While much of the attention of the public health community has been focused on expansions of public health insurance to low income women and children, there are other public health measures aimed at improving utilization of care which have had a significant impact. One of the most notable of these was the national effort to increase childhood immunization rates during the 1990s.
Immunizations are one of the few health care services to have been unambiguously shown to be cost effective. Some estimates suggest that a dollar spent immunizing a child can save up to $14.00 in future costs. Yet, a measles epidemic among preschoolers in the early 1990s highlighted the fact that immunization rates for preschoolers in the U.S. remained disturbingly low as of 1991 and 1992. Initial inquiries into the question suggested that one possible suspect should be ruled out. It is sometimes argued that relative to European countries, for example, the U.S. faces special public health problems because of a relatively large minority population. However, immunization rates were low even if one focused only on white children. For instance among three year old white children only 69 percent were up-to-date on Diptheria, Polio and Tetanus immunizations (Harvey, 1990).
Financial barriers seemed a more likely suspect, especially given the evidence that many American children were uninsured. The hypothesis that poverty might play a role prompted the federal government to develop the Vaccine for Children program in 1993. This program provides free vaccines to all children 18 and younger who are eligible for Medicaid, uninsured, under-insured (i.e. their private insurance coverage does not cover vaccines), or Native American. The aim of the program is to provide states with vaccines for free distribution to eligible children. However, four studies conducted by the Centers for Disease Control and Prevention concluded that vaccine costs had not been a major barrier to immunizations in the past because most children already had access to free vaccines through Medicaid or public health clinics.
The CDC concluded instead that many children were not immunized because their doctors failed to vaccinate them! "Missed opportunities" to vaccinate occur when a child who is eligible for a vaccination sees a provider and is not vaccinated, even though there are no valid contraindications. Researchers found that a high fraction of under-immunized children had in fact seen a provider recently (U.S. GAO, 1995a). For example, data from the 1988 National Maternal and Infant Health Survey suggested that 60 percent of inadequately immunized children in this national survey were reported to have received three well child visits by eight months of age (Mustin, Holt, and Connell, 1994).
The last few years have seen dramatic declines in the incidence of vaccine preventable diseases. In contrast to the thousands of cases of vaccine-preventable disease that occurred annually in the early 1990s, there were no cases of tetanus among children in 1996, or of polio, and only 4 cases of diptheria (U.S. DHHS, 1997). Moreover, indigenous transmission of measles has been interrupted, meaning that all new cases are brought in from outside the country (Orenstein, 2000). This tremendous improvement has been attributed to the Childhood Immunization Initiative (CII) launched by the federal government in 1993.
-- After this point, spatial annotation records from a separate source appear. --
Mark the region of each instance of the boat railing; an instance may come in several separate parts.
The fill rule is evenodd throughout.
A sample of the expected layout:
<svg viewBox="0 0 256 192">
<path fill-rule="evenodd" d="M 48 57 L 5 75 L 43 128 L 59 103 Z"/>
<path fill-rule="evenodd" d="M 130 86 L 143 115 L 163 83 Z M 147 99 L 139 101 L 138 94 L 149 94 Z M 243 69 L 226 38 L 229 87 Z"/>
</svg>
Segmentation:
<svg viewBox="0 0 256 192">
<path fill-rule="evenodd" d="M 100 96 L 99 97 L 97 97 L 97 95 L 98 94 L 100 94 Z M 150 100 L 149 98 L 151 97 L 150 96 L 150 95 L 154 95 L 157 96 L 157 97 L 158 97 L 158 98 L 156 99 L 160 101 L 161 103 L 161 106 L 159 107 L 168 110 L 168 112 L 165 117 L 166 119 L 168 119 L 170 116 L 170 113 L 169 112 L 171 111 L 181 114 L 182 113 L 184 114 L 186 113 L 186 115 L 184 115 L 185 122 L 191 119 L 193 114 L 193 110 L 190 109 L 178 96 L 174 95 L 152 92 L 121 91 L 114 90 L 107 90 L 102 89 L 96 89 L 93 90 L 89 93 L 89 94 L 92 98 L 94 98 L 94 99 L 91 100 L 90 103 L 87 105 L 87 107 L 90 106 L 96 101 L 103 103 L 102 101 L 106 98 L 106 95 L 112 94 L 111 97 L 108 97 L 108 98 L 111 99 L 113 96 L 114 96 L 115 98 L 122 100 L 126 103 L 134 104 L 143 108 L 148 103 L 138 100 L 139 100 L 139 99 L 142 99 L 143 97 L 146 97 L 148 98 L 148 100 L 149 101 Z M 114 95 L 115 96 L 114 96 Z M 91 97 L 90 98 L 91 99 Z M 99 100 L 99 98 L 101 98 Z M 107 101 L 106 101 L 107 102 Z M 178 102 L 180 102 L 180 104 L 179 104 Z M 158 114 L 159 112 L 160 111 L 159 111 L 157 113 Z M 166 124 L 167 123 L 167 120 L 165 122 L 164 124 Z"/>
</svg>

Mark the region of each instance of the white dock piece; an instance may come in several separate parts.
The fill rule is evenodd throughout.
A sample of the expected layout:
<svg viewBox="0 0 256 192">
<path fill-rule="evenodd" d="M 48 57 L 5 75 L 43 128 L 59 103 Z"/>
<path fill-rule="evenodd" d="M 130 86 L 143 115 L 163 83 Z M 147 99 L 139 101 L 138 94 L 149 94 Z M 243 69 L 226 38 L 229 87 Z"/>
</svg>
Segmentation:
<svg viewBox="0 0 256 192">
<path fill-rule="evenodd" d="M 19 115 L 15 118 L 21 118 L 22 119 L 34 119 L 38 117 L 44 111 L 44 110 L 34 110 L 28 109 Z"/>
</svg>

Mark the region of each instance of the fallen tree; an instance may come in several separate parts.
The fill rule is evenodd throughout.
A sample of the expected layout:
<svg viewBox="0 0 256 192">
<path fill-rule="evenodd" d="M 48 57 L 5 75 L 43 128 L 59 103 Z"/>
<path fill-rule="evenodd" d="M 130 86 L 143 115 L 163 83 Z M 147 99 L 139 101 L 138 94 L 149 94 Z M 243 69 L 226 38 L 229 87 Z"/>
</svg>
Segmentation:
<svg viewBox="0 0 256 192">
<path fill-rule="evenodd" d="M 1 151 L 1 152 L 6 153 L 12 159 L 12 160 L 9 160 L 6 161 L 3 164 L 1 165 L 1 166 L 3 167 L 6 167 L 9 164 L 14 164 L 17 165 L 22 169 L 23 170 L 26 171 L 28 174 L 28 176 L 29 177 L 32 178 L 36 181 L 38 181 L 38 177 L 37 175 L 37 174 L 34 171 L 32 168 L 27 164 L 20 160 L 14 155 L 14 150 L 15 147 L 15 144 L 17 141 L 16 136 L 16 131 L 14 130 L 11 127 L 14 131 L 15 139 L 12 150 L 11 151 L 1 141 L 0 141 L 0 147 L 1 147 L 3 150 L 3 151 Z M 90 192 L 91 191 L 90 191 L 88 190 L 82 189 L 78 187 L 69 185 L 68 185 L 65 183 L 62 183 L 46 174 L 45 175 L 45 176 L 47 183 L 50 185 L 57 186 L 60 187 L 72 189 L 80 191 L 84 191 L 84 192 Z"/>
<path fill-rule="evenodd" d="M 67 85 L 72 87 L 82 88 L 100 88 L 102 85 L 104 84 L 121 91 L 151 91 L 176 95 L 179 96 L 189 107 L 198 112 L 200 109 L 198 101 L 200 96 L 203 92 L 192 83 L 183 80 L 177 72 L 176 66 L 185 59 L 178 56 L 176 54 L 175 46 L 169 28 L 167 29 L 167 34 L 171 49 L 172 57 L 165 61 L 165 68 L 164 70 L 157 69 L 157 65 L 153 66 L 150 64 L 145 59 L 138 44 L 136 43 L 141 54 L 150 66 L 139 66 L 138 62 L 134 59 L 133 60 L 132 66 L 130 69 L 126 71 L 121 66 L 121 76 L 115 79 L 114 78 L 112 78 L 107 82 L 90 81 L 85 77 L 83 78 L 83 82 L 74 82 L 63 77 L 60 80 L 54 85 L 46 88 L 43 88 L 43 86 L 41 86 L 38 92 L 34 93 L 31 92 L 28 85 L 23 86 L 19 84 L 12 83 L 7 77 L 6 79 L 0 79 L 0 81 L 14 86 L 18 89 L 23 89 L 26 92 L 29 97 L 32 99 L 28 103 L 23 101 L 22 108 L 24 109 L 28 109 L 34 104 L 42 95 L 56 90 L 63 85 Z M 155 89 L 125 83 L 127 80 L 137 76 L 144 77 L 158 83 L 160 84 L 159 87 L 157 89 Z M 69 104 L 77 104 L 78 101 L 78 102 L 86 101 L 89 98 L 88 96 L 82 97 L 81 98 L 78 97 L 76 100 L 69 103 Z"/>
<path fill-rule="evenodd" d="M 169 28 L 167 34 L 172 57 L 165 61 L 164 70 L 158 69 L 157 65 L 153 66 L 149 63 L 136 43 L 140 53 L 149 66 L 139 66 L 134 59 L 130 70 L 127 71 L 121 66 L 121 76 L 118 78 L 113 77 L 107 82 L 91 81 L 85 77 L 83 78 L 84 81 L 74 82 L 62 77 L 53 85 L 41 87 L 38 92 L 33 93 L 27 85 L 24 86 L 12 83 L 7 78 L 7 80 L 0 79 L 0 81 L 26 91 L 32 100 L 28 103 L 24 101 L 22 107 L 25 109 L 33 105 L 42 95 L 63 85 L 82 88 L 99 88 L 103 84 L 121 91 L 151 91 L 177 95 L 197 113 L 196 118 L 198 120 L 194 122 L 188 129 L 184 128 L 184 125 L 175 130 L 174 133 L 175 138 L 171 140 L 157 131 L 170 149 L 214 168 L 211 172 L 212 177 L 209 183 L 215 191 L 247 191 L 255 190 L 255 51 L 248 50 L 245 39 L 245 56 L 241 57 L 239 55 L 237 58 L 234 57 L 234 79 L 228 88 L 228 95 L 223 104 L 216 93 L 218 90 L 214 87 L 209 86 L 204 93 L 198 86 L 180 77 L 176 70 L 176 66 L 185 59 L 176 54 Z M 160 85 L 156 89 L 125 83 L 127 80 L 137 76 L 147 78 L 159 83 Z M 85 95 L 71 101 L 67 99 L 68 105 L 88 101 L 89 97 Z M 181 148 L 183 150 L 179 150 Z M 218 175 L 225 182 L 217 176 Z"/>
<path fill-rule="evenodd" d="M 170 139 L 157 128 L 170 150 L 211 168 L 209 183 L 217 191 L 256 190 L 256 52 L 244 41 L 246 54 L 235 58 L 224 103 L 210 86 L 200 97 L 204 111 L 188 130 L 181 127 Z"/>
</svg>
This initiative had many different components. First, new federal resources were given to state and local agencies to enable them to develop computerized tracking systems. Second, a national outreach program aimed at both parents and providers was launched. For example, providers can obtain a kit from CDC called "Make Every Visit Count" that enables them to assess their immunization practices. Third, the Centers for Disease Control undertook to develop a National Immunization Survey of preschool children which would allow them to identify problem areas. Fourth, efforts were made to coordinate the activities of federal agencies that provide vaccines or have access to high-risk populations of children (such as the Special Supplemental Feeding Program for Women Infants and Children (WIC), which serves approximately 44 percent of the U.S. birth cohort) so that it would be possible to keep better track of immunizations. Finally, funding was set aside for research into improved vaccines (such as new combination vaccines) which would make it easier to comply with immunization schedules. The initiative also included the federal Vaccine for Children Program discussed above, as well as funds to hire personnel and extend immunization clinic hours (U.S. Centers for Disease Control 1994, 1997).
This example suggests that even in the case of an intervention that is known to be cost effective, and is widely accepted as being beneficial by parents, it takes a concerted and multi-pronged effort to make sure that the intervention is delivered to everyone who needs it. The elimination of financial barriers was not sufficient to get every child immunized. It was also necessary to undertake outreach to both providers and parents, and to track children in order to insure that they were getting the needed immunizations.